Teams out, 7,999 Portuguese waving their Mayo flags alongside one from Ballybrack. There’s always one.

“They just ooze class,” said Ronnie of the Portuguese line-up, his confidence levels roughly on the floor, not rising much when that penalty was conceded.

While the ref ran off to check the replays of the incident on his telly, Ronnie told us, very excitedly, that “Ronaldo just threw a punch!”

No?! No. He slapped Dara O’Shea’s arm after O’Shea kicked the ball off the penalty spot, our fella falling to the ground holding his head. Mortifying, like. Still, though, you know what they say: we’ve seen lads sent off for less. But as Liamo suggested at half time, maybe Ronaldo, Manchester United’s newly-signed Jesse Lingard-understudy, was too big to fail/be red-carded.

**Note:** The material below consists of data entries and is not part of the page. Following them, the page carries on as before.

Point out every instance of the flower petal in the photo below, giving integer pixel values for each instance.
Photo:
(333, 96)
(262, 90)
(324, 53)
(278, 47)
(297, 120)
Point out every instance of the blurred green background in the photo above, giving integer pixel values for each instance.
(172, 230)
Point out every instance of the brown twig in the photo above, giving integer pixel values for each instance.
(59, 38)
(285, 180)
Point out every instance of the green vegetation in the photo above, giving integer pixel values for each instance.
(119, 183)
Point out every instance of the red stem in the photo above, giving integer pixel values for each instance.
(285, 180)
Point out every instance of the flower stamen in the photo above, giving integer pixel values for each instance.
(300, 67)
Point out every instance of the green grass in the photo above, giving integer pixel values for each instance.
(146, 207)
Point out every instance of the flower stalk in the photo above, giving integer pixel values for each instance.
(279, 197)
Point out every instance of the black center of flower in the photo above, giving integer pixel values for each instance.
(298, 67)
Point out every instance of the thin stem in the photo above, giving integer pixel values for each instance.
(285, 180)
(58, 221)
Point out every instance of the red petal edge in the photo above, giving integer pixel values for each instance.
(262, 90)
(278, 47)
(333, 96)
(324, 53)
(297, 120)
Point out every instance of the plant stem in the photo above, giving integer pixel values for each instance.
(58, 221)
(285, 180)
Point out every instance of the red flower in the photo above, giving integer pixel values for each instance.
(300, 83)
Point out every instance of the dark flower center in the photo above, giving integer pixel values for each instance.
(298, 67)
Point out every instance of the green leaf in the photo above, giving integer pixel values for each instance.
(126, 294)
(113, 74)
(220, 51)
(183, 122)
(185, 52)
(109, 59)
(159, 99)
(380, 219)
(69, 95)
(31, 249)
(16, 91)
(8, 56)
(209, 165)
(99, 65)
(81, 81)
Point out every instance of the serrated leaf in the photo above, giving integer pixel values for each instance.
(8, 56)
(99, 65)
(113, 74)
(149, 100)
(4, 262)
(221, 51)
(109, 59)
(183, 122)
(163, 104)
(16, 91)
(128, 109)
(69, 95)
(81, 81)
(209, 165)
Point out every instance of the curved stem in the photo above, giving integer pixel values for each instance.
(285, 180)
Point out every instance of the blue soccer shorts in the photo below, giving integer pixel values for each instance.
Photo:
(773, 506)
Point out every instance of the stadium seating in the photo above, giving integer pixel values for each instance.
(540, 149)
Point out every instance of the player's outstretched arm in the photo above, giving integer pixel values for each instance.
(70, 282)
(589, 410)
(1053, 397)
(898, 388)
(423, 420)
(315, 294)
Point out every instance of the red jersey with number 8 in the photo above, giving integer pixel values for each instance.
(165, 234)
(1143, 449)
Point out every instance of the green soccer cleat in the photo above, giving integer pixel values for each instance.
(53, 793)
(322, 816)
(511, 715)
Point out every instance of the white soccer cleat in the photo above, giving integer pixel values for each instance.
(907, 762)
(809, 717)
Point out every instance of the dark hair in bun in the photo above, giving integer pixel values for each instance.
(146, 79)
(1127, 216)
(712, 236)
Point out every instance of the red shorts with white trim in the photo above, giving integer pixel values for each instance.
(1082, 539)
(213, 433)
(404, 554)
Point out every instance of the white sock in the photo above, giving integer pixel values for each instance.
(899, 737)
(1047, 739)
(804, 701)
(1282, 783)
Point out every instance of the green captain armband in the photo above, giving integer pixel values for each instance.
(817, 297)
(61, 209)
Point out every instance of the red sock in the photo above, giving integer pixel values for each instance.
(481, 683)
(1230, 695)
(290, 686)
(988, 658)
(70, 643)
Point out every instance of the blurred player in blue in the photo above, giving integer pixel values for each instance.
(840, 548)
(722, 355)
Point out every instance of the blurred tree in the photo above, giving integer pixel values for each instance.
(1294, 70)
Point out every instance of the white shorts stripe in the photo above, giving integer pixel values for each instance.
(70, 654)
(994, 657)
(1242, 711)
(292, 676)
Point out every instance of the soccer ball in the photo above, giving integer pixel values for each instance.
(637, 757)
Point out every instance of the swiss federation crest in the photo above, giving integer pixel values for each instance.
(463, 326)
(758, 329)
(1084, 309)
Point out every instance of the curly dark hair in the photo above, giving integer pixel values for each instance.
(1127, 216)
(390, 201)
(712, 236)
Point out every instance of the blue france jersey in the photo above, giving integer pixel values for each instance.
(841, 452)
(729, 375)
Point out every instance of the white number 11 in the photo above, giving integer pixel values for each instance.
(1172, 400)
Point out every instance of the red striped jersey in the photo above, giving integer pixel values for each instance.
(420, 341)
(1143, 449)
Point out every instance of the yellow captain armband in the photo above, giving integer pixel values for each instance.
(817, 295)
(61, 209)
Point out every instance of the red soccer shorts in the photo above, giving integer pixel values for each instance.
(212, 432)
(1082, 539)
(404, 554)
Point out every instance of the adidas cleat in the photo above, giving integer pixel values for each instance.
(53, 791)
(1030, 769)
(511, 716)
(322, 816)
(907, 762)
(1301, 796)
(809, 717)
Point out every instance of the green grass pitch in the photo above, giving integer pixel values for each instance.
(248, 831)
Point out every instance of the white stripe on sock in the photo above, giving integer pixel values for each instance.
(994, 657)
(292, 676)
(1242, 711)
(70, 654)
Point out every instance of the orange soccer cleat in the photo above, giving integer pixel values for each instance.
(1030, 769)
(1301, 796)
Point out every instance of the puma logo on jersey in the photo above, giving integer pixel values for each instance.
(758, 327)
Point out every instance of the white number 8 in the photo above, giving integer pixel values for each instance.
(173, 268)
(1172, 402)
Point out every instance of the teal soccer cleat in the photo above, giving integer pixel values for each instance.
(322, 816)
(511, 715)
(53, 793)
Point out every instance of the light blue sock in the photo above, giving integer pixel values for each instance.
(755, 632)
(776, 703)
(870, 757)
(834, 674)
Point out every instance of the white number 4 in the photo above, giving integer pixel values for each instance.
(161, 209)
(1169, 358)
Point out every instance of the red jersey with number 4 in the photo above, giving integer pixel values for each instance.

"Here's the decision from the Slovenian referee;, this is like the voting in the Eurovision," said Darragh as the ref sprinted towards the box and pointed to the spot again. A penalty it was. Up stepped Ronaldo and when Gavin Bazunu saved, that cheer you heard was probably from Ali Daei over in Iran, his 109 international goal record unbroken.

Bolt upright

If that moment was a lovely one, it was put in the ha'penny place when John Egan re-enacted that Keano-Turin-1999 goal. A thing of beauty. You'd have been sore from pinching yerself at this point. When we went back to the studio at half-time, Liamo was sitting bolt upright, his voice having risen several notches.

Second half. It felt like it lasted 90 minutes. Almost home and hosed, but then the Ronaldo person did his thing. Twice. “He’s broken Irish hearts in Faro,” said Darragh, while Ronnie (and Ali Daei) railed against the cruelty of the game of association football. “But Ireland cannot have their heads down after this. They were absolutely magnificent.”